Tuesday, January 10, 2012

Caitlin Flanagan

Writes about Joan Didion in The Atlantic and can you guys read it so I have someone to discuss it with? It's strange today I'm searching the ubiquity of The Virgin Suicides on Tumblr and pondering the appeal of this melancholy, deeply romanticized text of girlhood, both the book and the film, and I started thinking about Joan Didion, and how I should reread Joan Didion, because in the whole recent brouhaha on girl-memoiring everyone kept on citing Didion like a saint and I kept on thinking that this is the effect of canonization, and here comes this Caitlin Flanagan essay, and everyone's posting it on Facebook, but it comes off like all of Caitlin Flanagan's work so essentialist of this "eternal girlhood" stuff that it makes me uneasy.

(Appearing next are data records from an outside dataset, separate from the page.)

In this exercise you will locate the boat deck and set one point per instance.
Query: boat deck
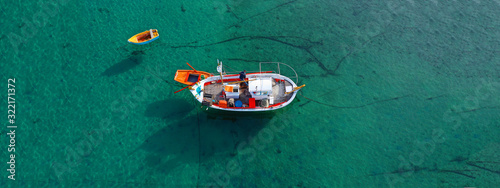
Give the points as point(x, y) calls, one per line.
point(214, 92)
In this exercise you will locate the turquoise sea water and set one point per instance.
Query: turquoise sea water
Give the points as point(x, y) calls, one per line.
point(399, 94)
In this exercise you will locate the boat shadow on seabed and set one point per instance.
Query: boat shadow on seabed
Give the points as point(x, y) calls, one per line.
point(199, 137)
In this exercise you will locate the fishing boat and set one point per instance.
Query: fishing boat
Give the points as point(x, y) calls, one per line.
point(144, 37)
point(260, 91)
point(189, 77)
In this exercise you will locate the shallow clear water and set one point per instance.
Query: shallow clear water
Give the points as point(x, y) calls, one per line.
point(399, 94)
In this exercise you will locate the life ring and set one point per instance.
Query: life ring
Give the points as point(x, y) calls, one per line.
point(264, 103)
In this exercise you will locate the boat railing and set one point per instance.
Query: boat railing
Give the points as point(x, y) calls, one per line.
point(279, 70)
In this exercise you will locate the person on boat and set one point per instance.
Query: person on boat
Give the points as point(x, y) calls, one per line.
point(243, 75)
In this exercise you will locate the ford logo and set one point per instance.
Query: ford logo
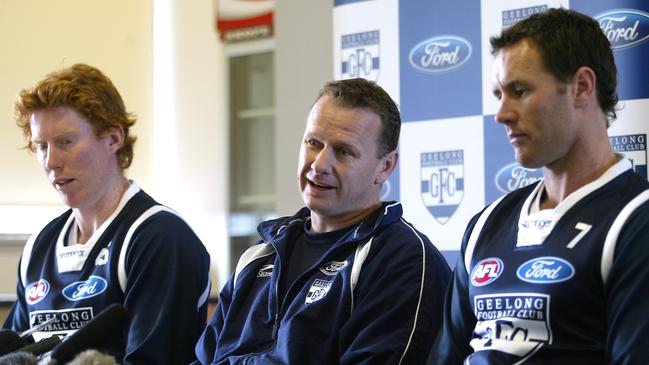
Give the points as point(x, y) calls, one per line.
point(440, 54)
point(514, 176)
point(624, 28)
point(79, 290)
point(545, 270)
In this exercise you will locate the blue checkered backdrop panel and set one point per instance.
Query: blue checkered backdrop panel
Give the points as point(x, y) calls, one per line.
point(433, 57)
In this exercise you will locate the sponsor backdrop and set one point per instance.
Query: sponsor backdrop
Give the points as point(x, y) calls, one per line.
point(433, 57)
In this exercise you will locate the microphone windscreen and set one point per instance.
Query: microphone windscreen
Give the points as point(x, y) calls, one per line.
point(18, 358)
point(9, 341)
point(93, 335)
point(42, 346)
point(92, 357)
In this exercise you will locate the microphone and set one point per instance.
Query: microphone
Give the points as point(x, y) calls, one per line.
point(92, 357)
point(9, 341)
point(18, 358)
point(41, 346)
point(92, 335)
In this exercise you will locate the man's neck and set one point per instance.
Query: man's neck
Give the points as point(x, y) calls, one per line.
point(560, 183)
point(89, 219)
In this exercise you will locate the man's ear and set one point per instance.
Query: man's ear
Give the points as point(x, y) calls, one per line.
point(584, 83)
point(388, 163)
point(115, 138)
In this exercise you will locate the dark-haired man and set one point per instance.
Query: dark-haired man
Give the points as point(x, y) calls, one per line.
point(346, 280)
point(554, 273)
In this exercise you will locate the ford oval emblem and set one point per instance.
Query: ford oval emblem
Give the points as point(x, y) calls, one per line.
point(79, 290)
point(624, 28)
point(440, 54)
point(545, 270)
point(514, 176)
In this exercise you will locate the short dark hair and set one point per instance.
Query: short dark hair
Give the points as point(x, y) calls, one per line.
point(362, 93)
point(90, 93)
point(568, 40)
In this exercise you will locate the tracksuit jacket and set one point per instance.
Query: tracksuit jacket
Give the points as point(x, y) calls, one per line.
point(375, 297)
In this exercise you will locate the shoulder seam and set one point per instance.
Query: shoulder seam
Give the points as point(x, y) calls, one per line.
point(608, 250)
point(421, 288)
point(121, 262)
point(251, 254)
point(475, 233)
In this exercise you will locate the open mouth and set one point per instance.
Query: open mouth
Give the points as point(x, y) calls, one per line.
point(62, 183)
point(319, 186)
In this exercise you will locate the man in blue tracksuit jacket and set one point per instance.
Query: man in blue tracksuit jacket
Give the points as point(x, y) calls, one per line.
point(346, 280)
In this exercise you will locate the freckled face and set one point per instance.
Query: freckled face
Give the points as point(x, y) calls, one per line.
point(78, 164)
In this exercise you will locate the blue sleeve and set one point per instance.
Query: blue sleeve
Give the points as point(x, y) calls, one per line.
point(206, 345)
point(397, 304)
point(166, 294)
point(627, 294)
point(452, 344)
point(17, 319)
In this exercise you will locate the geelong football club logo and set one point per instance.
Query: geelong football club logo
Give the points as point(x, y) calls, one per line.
point(624, 28)
point(332, 267)
point(545, 270)
point(85, 289)
point(360, 55)
point(440, 54)
point(318, 290)
point(633, 147)
point(514, 323)
point(36, 291)
point(513, 16)
point(486, 271)
point(514, 176)
point(442, 182)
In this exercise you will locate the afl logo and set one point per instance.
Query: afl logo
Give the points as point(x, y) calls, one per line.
point(486, 271)
point(332, 267)
point(545, 270)
point(36, 291)
point(624, 28)
point(79, 290)
point(440, 54)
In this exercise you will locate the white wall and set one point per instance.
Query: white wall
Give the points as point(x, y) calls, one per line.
point(303, 63)
point(195, 181)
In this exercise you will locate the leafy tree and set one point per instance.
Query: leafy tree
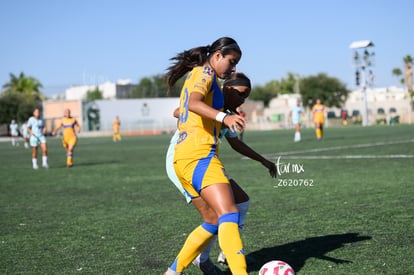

I once watched a hysterically sycophantic male academic ask Didion about her description of what she wore in Haight-Ashbury so that she could pass with both the straights and the freaks. “I’m not good with clothes,” he admitted, “so I don’t remember what it was.”

Not remembering what Joan wore in the Haight (a skirt with a leotard and stockings) is like not remembering what Ahab was trying to kill in Moby-Dick.

Women who encountered Joan Didion when they were young received from her a way of being female and being writers that no one else could give them. She was our Hunter Thompson, and Slouching Towards Bethlehem was our Fear and Loathing in Las Vegas. He gave the boys twisted pig-fuckers and quarts of tequila; she gave us quiet days in Malibu and flowers in our hair.


I mean, I get her point, and I probably have made the same assertion about Jean Rhys (but more, girls should read Jean Rhys, not girls do read Jean Rhys, the difference seems crucial). And I adore Didion - I mean, I am a writer who went to a sport-competitive journalism school, the New Journalists were my literary lifeline. But my early twenties was way more gonzo and tequila than flowers in my fucking hair - I mean, I am and was drawn to Didion because she was a basketcase who made lists of her clothes, also because she's a brilliant, beautiful writer, and yet... Flanagan seems to dismiss Didion the writer and suggest that like Plath Didion is idolized for a persona, one she characterizes as that of the depressive pixie dream girl:

Thompson’s work was illustrated by Ralph Steadman’s grotesque ink blots, and early Didion by the ravishing photographs of the mysterious girl-woman: sitting barelegged on a stone balustrade; posing behind the wheel of her yellow Corvette; wearing an elegant silk gown and staring off into space, all alone in a chic living room.

This reminds me to order up Flanagan's new Girl Land from the library. I'm stewing in these things and wondering what's there-there.